Apps have opened the door for an increasing number of independent content plays, from the un-bundling of cable to pure play and native digital entrants into the market. Edmunds.com – which has long made content central to its car-shopping experience – is among those making its set top box debut on Apple TV
Yes, Edmunds TV will deliver their web experience to your television. But even more importantly, according to Stephen Gandee, VP of Product and Design at Edmunds.com, it offers the ability to deliver content that parallels the consumer’s cross-device path to purchase. Given how effective apps are as a component of the ecommerce journey, the app-ification of television could provide the optimal intersection of content and commerce.
It’s no coincidence that Edumunds.com chose iOS for its OTT move. The company carefully monitors how its audience behaves across different platforms and when analyzing these behaviors, they noticed an interesting difference between Android and iOS car shoppers: While users of both mobile operating systems favor the Toyota brand, iOS users skew to premium brands overall—favoring BMW, Mercedes-Benz and Lexus. Needless to say, this affluent (or aspirational) iOS mobile user is likely to be a fan off Apple TV as well.
At launch, Edmunds TV will leverage the video assets in which the company has already made a significant investment. The company currently boasts a six-person video team, producing reviews as well as information on specific issues to car buyers—such as whether to buy or lease—as well as helpful information like how to jump start a car.
Gandee believes that television provides a way to better serve particular points of the automotive research cycle. “When people are crunching the numbers or reading safety articles, they’ll be in lean-in mode, probably on desktop or mobile. But when it’s after eight, the kids are in bed and you’re relaxing with a glass of wine, we can provide a lean back experience on Apple TV.” Cars, as Gandee points out, have an emotional component that is well suited to video and more leisurely content experiences: Are you a four-wheel drive person with a snowboard, or all about the latest car technology? And he can see ample opportunities to offer video experiences that will appeal because a “car speaks about who you are and what you are about.”
While Edmunds TV does not include manufacturer videos at launch, Gandee says that the company is in talks with automakers and others about the possibility of presenting OEM content—clearly marked as such—on their channel.
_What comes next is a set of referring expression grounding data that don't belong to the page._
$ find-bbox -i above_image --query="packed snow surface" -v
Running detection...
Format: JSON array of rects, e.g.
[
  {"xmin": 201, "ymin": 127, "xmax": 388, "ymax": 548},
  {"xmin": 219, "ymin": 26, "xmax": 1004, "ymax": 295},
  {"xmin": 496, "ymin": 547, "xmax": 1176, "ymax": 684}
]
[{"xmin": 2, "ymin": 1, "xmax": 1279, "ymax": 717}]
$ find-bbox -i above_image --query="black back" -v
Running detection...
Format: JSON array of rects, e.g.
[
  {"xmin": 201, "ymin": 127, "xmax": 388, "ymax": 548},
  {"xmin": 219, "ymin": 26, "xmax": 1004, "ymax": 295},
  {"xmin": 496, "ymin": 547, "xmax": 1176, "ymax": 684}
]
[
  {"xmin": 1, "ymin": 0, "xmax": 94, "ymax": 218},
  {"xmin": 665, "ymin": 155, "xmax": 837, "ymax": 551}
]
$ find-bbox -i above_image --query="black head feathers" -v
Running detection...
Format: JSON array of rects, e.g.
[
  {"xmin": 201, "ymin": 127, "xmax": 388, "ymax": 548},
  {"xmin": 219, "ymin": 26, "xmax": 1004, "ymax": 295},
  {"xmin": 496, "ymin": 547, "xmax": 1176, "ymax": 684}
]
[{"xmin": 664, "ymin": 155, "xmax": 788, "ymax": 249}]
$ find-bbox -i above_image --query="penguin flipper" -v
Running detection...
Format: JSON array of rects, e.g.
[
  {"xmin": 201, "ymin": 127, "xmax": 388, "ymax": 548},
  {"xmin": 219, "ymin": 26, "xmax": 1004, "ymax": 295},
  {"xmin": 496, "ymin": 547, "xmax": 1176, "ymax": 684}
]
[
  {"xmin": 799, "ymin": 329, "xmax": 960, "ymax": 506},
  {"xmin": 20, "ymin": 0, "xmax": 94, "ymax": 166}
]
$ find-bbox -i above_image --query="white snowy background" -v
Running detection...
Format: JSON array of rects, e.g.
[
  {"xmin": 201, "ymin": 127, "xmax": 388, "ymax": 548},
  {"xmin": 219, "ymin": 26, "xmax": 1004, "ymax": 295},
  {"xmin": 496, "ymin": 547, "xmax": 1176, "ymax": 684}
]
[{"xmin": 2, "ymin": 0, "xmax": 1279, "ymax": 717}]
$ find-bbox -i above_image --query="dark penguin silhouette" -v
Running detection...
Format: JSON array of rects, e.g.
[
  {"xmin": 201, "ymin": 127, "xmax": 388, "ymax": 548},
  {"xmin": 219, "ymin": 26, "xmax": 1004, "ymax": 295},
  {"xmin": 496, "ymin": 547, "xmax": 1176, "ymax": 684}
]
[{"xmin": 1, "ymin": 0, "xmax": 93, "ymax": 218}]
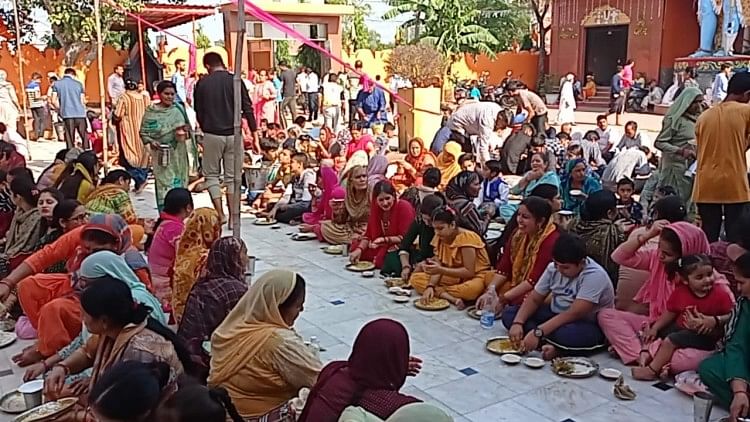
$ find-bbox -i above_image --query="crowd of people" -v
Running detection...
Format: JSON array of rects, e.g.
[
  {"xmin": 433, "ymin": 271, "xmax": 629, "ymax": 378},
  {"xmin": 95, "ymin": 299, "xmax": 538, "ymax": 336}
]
[{"xmin": 0, "ymin": 52, "xmax": 747, "ymax": 421}]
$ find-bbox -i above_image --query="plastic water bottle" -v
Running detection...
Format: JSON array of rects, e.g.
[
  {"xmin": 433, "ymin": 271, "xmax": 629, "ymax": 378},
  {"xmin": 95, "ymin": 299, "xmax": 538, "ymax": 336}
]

They made this decision after reviewing consumer research showing that car shoppers visit Edmunds.com as well as manufacturer and dealer sites to seek a wide range of information. Overall, the focus will be “to stay true to car shopping, which is really our purpose. We’re not trying to be an entertainment brand. We do think that shopping for a car can be entertaining, but that’s not the main point.”
Gandee notes it’s important to innovate and be where the customer wants to be—both of which can be seen in the company’s Apple TV initiative. However, he believes that this means developing a deeper understanding of how they behave across delivery channels. In fact, he says that Edumunds.com sees this latest move onto Apple TV as one more step toward an over-arching goal, which “leverages people’s multichannel behavior so that we can be there from web, to app, to TV and really personalize and optimize the experience.”